Ein gängiges Klischee verwirft die Volkswirtschaftslehre als abgehoben, zu theoretisch und unrealistisch. Ihre Modelle seien selbstreferentielle Spielereien, die keinen Beitrag zur Lösung von Problemen außerhalb dieser Gedankenwelt leisten könnten. Am allerschlimmsten: zu viele Ökonominnen und Ökonomen stört diese Wirklichkeitsferne nicht einmal.

Wie die meisten Klischees enthält auch das von der abgehobenen Volkswirtschaftslehre ein Körnchen Wahrheit. Doch bei der Leidenschaft, mit der manche die Trendsportart Ökonomenbashing betreiben, wird gerne übersehen, dass diese Disziplin äußerst lebenspraktische Aspekte hat. Wenn wir ihre grundlegenden Einsichten berücksichtigen, können wir in sehr vielen Situationen besser handeln. Das gilt für private Entscheidungen – zum Beispiel die Frage, ob sich die Reparatur eines betagten Autos noch beziehungsweise wieder lohnt, das doch gerade erst in der Werkstatt war. Oder in der Politik, wo etwa die Frage von Freihandel vs. Protektionismus viel diskutiert wird – und damit zusammenhängend die Frage des grundsätzliche Nutzens von Liberalisierungen.
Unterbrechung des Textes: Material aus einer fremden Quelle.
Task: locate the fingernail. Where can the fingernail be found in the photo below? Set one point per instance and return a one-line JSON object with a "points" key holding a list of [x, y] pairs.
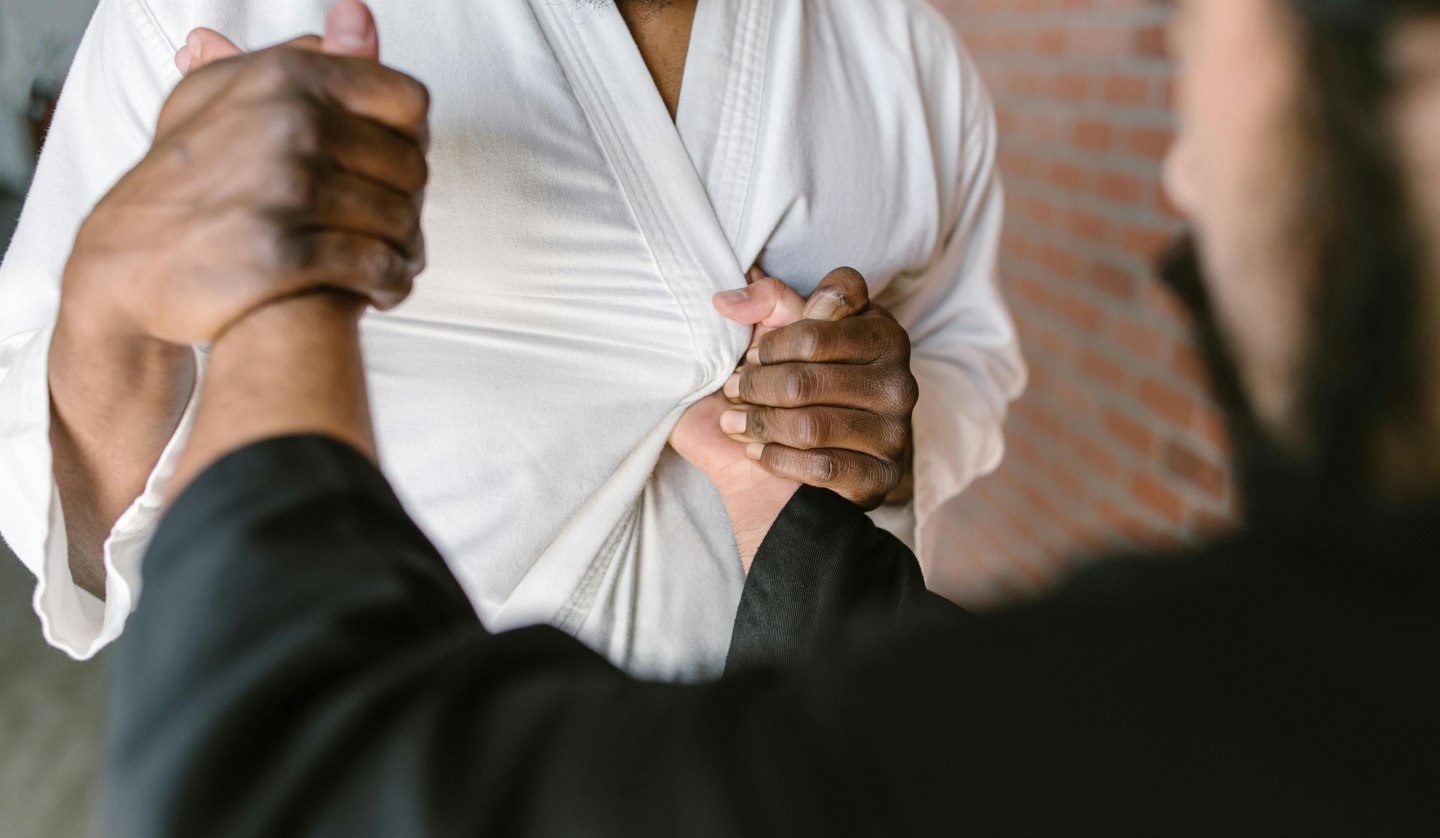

Ein schönes Beispiel für die praktische Anwendung grundlegender ökonomischer Einsichten ist mir kürzlich an einer Parkuhr in San Francisco begegnet. Die San Francisco Municipal Transportation Authority (SFMTA), die die Parkuhren betreibt, hat sich zum Ziel gesetzt, dass zu den meisten Zeiten in jedem Block ein freier Parkplatz verfügbar sein soll. Mit anderen Worten: Parken soll unter der Parkraumbewirtschaftung immer und überall möglich sein. Zugleich wünscht sich die SFMTA eine gute Parkplatzauslastung und die niedrigstmöglichen Preise. Das klingt erstens reichlich kompliziert und zweitens nach Wunschkonzert.

Dank der Berücksichtigung simpler Ökonomie kommt die SFMTA ihrem Ziel immer näher. Sie nutzt dazu ein System sehr differenzierter Preise, die überdies monatlich nach dem Prinzip des „demand-responsive pricing“ angepasst werden können, wenn die Parkraumnutzung nicht dem angestrebten Ideal entspricht. Wo viele Parkplätze frei bleiben, sinkt der Preis so lange, bis die Auslastung zufriedenstellend ist. Andersherum steigt der Preis in Gegenden, wo freie Parkplätze kaum zu finden sind (weitere Informationen und Details zur Preisanpassung, aber auch zu technischen Voraussetzungen dieses Projekts finden sich hier).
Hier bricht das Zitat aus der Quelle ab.